For many years prior to my ordination, I had struggled with the challenge of having a family member living with serious mental illness. I came to realize that my loved one was not going to be cured anytime soon and that we would have to learn to live and cope with the pain and sorrow mental illness brought to our lives. After a period of self-pity, I decided that God needed me to do something to make the world better for my loved one and all those living with mental illness. I joined the National Alliance on Mental Illness (NAMI) and began an amazing journey of supporting, teaching and advocating. I believe that the work I do for families is definitely fulfilling the mandate for deacons to serve people living on the margins. I was trained by NAMI to facilitate support groups for families and to teach NAMI’s course, Family to Family. Before the pandemic I was facilitating three support groups for families a month and teaching Family to Family two times a year. I also served on the advisory board. I met with deaneries to let clergy know that I was available to come to their churches and teach about how faith communities can help folks impacted by mental illness. I had an information table at three conventions.

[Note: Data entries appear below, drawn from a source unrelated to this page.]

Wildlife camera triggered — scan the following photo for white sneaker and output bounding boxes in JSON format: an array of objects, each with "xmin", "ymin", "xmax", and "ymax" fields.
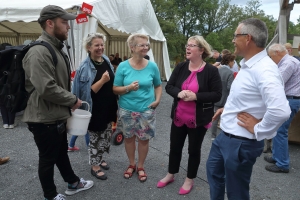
[
  {"xmin": 65, "ymin": 178, "xmax": 94, "ymax": 195},
  {"xmin": 53, "ymin": 194, "xmax": 66, "ymax": 200},
  {"xmin": 8, "ymin": 124, "xmax": 15, "ymax": 128}
]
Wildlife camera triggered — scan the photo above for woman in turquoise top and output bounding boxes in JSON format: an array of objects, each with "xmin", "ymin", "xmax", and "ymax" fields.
[{"xmin": 113, "ymin": 34, "xmax": 162, "ymax": 182}]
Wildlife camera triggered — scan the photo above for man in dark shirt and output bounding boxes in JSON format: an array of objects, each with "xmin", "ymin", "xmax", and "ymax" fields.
[{"xmin": 114, "ymin": 53, "xmax": 122, "ymax": 65}]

Since COVID hit I have been facilitating three family support groups per week, staffing NAMI’s helpline two days per week and I have taught our Family to Family course three times, all virtually. I need to share with you that there are so many families struggling and suffering with mental illness.

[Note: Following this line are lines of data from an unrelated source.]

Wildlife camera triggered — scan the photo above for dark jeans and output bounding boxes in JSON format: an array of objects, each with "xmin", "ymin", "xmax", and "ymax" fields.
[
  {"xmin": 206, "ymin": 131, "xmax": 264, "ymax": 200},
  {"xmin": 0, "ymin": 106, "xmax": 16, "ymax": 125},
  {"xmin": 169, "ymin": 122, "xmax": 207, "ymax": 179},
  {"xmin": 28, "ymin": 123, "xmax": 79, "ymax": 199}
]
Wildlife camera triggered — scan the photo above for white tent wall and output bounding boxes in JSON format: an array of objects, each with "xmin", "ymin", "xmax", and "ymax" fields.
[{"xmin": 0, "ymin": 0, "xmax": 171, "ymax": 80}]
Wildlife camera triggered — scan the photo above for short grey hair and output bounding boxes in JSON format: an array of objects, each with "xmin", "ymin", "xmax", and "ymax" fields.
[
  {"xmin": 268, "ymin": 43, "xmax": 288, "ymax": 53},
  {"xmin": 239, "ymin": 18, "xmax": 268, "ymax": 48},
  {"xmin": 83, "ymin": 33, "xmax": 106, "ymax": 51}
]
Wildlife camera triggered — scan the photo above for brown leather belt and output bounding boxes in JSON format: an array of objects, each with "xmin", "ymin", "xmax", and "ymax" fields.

As we say in NAMI everyone knows someone. Their stories are heart wrenching. They consistently talk about the inability of their loved ones to get mental health care, to get housing, jobs or just plain compassionate support. The system for mental health is fragmented, underfunded and sometimes just cruel. They experience stigma which in reality is discrimination. I listen to them, I teach them, I support them and I love them. Amazingly they do this for each other. In meeting after meeting they love and support one another, just as Jesus taught us. I am honored and moved to be a part of their lives and in my own way to bring God’s love to them. This is what diaconal ministry is for me.